Kevin Kvlsch and Dennis Widmyer direct a script by Matt Greenberg and Jeff Buhler that hews closely to the original until it diverges wildly, making a few choices that vastly change the tone and story. The film follows a young family who move to a new home outside of the city for a quieter life. That quiet life is never achieved, thanks to a backyard full of pet corpses and a meddling neighbor who shows them they never really have to say goodbye to the ones they love.
Lambert’s film, adapted for the screen by King himself, is a weird, moving, weirdly moving rumination on the ways in which repressed trauma and grief can become so intense it mutates monstrously.
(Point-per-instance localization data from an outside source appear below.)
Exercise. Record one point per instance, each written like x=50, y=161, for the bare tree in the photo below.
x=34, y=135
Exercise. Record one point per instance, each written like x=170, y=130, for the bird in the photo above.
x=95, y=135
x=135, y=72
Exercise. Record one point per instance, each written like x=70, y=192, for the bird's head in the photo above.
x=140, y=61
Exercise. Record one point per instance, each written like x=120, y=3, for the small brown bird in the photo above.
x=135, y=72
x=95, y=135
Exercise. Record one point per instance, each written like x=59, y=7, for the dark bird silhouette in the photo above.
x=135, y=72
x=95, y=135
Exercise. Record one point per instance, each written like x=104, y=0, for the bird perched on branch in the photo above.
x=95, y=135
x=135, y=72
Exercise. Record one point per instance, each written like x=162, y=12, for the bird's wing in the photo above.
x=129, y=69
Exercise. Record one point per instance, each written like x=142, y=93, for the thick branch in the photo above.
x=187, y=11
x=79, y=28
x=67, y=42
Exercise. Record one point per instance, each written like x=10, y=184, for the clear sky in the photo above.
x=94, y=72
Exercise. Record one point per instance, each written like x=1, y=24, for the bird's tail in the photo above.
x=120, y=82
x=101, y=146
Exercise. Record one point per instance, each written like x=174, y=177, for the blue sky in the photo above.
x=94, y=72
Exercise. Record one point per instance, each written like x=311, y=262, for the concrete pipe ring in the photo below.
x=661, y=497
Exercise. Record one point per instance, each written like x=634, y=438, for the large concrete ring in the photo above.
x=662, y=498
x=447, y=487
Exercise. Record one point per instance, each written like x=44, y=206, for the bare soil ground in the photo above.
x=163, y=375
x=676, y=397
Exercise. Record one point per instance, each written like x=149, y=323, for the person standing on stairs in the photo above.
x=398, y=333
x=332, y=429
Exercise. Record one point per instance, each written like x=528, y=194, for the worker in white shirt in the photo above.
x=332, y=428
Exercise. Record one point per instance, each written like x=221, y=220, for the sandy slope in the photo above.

The remake is more concerned with existential questions about the afterlife and whether or not it exists. It pulls the thread on the question of who bears the responsibility for the deaths of loved ones, and it purports to explore how that guilt can corrupt the human psyche. Lambert and King’s film is more purely emotional, where Kvlsch and Widmyer’s is analytical. And for that, it suffers.
However, where it excels is in casting – Jason Clarke, he of the wounded eyes and the Sad Dad energy, is the exact right actor for the role of Louis “Doc” Creed, a smart, steady doctor who slowly becomes unhinged as he suffers loss after loss. Filmmaker and actress Amy Seimetz brings a mental vulnerability to Louis’ wife, Rachel, tormented by her memories of the gruesome death of her sister in childhood. Young Jeté Laurence is a perfect creepy kid as their daughter Ellie, and it’s eerie how much the twins cast as young baby Gage bear such a strong resemblance to the unforgettable Miko Hughes.
“Pet Sematary” finesses some of the bumpy narrative moments from the original, but where it forges its own path is in rewriting Ellie’s story. This is initially intriguing, but it ultimately reveals itself to be the less original choice, relying on horror archetypes and tropes we’ve seen before. It’s just the same-old routine, but rendered without any actual scares or even a scrap of suspense. It inspires laughter instead of screams, which is disappointing when the original film is remains so surprising, spooky and strange 30 years later.
In its attempt to breathe new life into the iconic title while respectfully paying homage to its legacy, the new iteration of “Pet Sematary” overpromises and underdelivers. For all its concern about the afterlife and what it might be like, the film teases something truly terrifying without ever offering a glimpse. This “Pet Sematary” is all bark and no bite.